Only about 20 minutes were left in the scheduled 60-minute meeting before the party representatives were set to take hours voting for the new members of the committee and the Central Standing Committee, the DPP’s decisionmaking bodies.
Photo: Liao Chen-huei, Taipei Times
Several members briefly protested Tsai’s move and voiced their displeasure, despite the majority of the hundreds of representatives applauding to show their agreement with Tsai’s decision.
“If the Central Executive Committee decides that a wide range of discussion and opinion-gathering is necessary, we don’t rule out organizing an extraordinary party congress,” Tsai added.
Among the dozen items on the meeting’s agenda, the proposals related to the Taiwan independence clause in the party charter and its China policy were the focal point of the congress, as the dispute over the proposal has been going on for months and members with different ideologies challenged each other with their initiatives.
The contentious items included a proposal to freeze the independence clause — which calls for the establishment of a republic of Taiwan — to boost the party’s chance of returning to power; a proposal that called for the next presidential candidate to submit an “independence timetable” and a proposed “resolution on development across the Taiwan Strait” to help the nation join international organizations.
DPP Legislator Chen Ting-fei (陳亭妃) also launched a motion — seen as a retaliation to the “freezing independence clause” proposal — that called for the implementation of the DPP’s 2007 resolution on making Taiwan a normal country.
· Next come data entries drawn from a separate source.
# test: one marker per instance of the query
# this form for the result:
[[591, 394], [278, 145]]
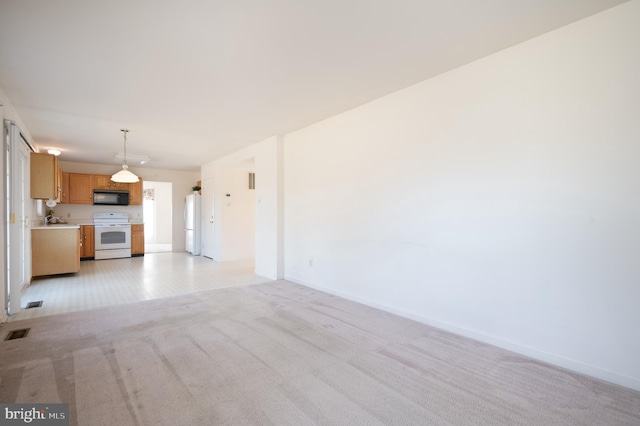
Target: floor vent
[[17, 334]]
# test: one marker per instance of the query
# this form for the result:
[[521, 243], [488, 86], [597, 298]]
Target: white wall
[[182, 182], [499, 200], [267, 157]]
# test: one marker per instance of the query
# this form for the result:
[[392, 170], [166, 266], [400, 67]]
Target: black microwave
[[106, 197]]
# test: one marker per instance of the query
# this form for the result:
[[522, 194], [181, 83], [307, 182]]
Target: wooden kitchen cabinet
[[45, 176], [88, 247], [137, 240], [135, 193], [55, 250], [105, 182], [80, 188]]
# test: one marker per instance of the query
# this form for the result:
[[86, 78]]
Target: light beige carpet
[[282, 354]]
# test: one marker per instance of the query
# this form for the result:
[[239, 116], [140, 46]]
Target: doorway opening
[[157, 212], [238, 212]]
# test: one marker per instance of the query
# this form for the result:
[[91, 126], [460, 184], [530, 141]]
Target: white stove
[[112, 235]]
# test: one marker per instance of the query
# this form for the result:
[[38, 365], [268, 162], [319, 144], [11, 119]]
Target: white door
[[17, 167], [207, 218]]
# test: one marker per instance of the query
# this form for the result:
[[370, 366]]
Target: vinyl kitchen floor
[[120, 281]]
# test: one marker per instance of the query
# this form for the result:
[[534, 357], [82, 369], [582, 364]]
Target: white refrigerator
[[192, 224]]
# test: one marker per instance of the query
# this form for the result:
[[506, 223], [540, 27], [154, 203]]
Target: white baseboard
[[550, 358]]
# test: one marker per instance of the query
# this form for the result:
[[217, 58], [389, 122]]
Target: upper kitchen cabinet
[[80, 188], [46, 177], [105, 182], [135, 193]]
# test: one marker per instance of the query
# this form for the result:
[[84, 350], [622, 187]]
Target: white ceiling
[[195, 80]]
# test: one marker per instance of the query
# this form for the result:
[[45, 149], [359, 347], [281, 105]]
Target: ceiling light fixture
[[141, 159], [124, 175]]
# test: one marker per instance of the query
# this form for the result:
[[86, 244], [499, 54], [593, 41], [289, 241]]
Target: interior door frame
[[16, 242]]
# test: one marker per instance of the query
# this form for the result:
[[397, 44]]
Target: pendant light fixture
[[124, 175]]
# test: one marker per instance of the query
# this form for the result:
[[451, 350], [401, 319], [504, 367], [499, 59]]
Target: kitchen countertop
[[58, 226]]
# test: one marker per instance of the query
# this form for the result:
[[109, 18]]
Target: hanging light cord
[[124, 161]]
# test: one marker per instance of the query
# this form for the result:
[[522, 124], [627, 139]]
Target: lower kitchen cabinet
[[137, 240], [55, 250], [88, 249]]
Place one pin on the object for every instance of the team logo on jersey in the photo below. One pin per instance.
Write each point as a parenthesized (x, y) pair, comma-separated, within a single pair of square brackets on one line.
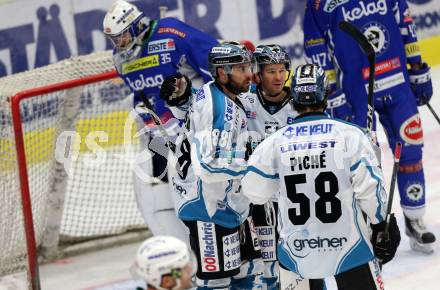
[(377, 36), (231, 251), (411, 130), (414, 192), (229, 110), (208, 247), (412, 49), (171, 30), (142, 63), (251, 115), (301, 244), (365, 10), (331, 5), (289, 132), (382, 67), (161, 45)]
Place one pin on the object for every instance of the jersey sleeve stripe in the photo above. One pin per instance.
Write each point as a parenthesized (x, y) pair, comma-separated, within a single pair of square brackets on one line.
[(261, 173)]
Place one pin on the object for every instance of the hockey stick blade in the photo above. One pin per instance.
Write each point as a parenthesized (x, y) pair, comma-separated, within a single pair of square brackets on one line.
[(368, 50), (433, 112)]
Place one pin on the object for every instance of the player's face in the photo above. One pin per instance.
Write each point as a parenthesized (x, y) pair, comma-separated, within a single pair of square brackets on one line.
[(241, 76), (273, 77)]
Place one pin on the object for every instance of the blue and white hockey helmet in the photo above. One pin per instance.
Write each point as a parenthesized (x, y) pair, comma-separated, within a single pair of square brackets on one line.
[(309, 85), (124, 24), (271, 54), (226, 55)]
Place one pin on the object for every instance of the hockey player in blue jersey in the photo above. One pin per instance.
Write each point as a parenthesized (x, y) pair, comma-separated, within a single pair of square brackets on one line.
[(145, 52), (326, 176), (398, 91)]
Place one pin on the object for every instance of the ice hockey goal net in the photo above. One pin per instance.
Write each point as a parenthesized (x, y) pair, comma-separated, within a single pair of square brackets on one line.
[(64, 159)]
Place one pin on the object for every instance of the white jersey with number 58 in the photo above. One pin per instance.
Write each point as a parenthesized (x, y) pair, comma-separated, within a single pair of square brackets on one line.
[(327, 175)]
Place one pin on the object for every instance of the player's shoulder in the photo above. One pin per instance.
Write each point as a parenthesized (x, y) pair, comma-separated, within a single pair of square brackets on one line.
[(172, 27)]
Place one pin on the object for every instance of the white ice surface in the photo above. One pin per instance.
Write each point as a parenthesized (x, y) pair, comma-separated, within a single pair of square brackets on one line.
[(108, 269)]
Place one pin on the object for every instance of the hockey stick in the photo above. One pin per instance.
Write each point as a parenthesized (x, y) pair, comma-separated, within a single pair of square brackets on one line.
[(397, 151), (433, 112), (149, 108), (368, 50)]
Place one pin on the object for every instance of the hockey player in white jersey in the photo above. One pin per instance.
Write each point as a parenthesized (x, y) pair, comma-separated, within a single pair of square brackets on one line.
[(211, 159), (268, 108), (165, 263), (327, 175)]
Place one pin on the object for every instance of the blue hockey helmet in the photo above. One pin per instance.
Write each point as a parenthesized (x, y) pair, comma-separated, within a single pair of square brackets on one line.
[(125, 25), (226, 55), (309, 85), (271, 54)]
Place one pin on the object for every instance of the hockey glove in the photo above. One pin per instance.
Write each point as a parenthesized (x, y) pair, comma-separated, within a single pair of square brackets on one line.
[(421, 84), (338, 107), (176, 89), (385, 247)]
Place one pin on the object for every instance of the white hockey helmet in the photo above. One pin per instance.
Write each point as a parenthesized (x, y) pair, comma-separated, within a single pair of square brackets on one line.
[(163, 255), (124, 24)]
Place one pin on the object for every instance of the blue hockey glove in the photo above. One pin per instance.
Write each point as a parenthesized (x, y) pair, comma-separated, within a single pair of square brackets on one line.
[(385, 247), (421, 84), (338, 107)]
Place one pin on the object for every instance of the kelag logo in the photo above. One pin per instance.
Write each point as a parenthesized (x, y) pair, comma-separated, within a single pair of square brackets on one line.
[(419, 2)]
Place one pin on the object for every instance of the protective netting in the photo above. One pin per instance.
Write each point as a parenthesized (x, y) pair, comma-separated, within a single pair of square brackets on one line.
[(79, 150)]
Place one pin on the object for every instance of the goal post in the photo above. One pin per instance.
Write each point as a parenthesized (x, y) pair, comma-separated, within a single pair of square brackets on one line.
[(65, 160)]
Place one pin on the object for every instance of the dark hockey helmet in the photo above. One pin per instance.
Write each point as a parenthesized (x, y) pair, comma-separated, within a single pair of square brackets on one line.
[(309, 85), (226, 55), (271, 54)]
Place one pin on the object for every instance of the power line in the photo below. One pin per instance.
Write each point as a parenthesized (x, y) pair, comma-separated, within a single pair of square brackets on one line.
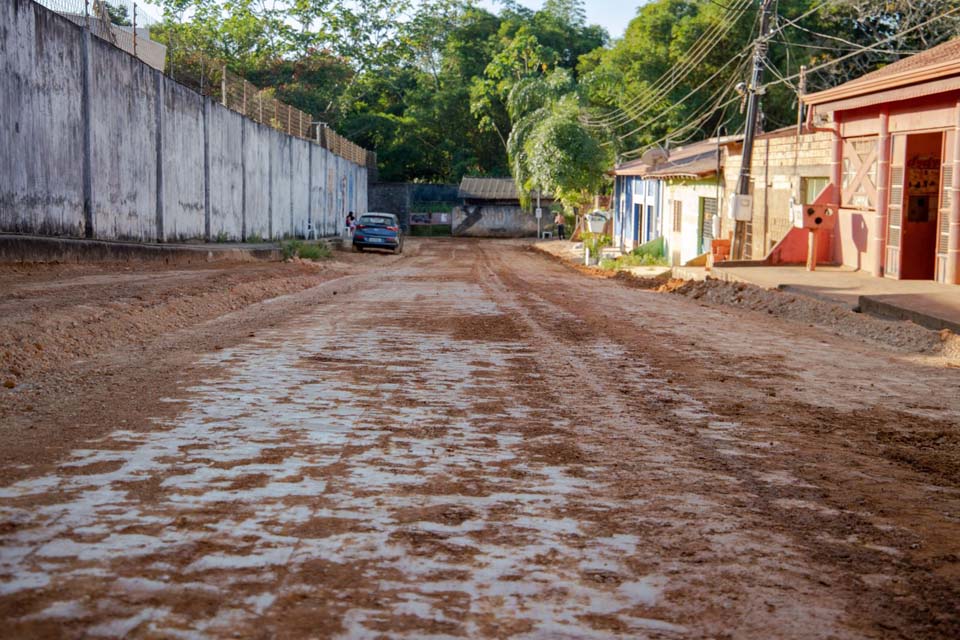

The initiative was also sent to the Central Executive Committee.
In response to reporters’ questions after the meeting, Tsai insisted that her decision was appropriate, saying that the DPP charter had been amended eight times since its founding in 1986 and not once had the charter been amended without comprehensive discussions.
Almost all DPP heavyweights saw freezing the clause as unnecessary, with Greater Tainan Mayor William Lai (賴清德) saying before the meeting that “whether or not [freezing the independence charter] would shorten the DPP’s ‘last mile’ of returning to power should be carefully examined.”
Former party chairman Su Tseng-chang (蘇貞昌) and former premier Yu Shyi-kun opposed the proposal. Yu said it would be “impossible” for the proposal to be passed because Taiwanese independence was one of the DPP’s core values.
The national congress was the first gathering of party representatives across the nation since Tsai assumed the party’s helm in May.
In her opening remarks, Tsai said Taiwanese “have had enough” of President Ma Ying-jeou’s (馬英九) administration, as he has wasted the past six years on political infighting and the pursuit of his presidential legacy by bringing Taiwan closer to China without regard for the consequences.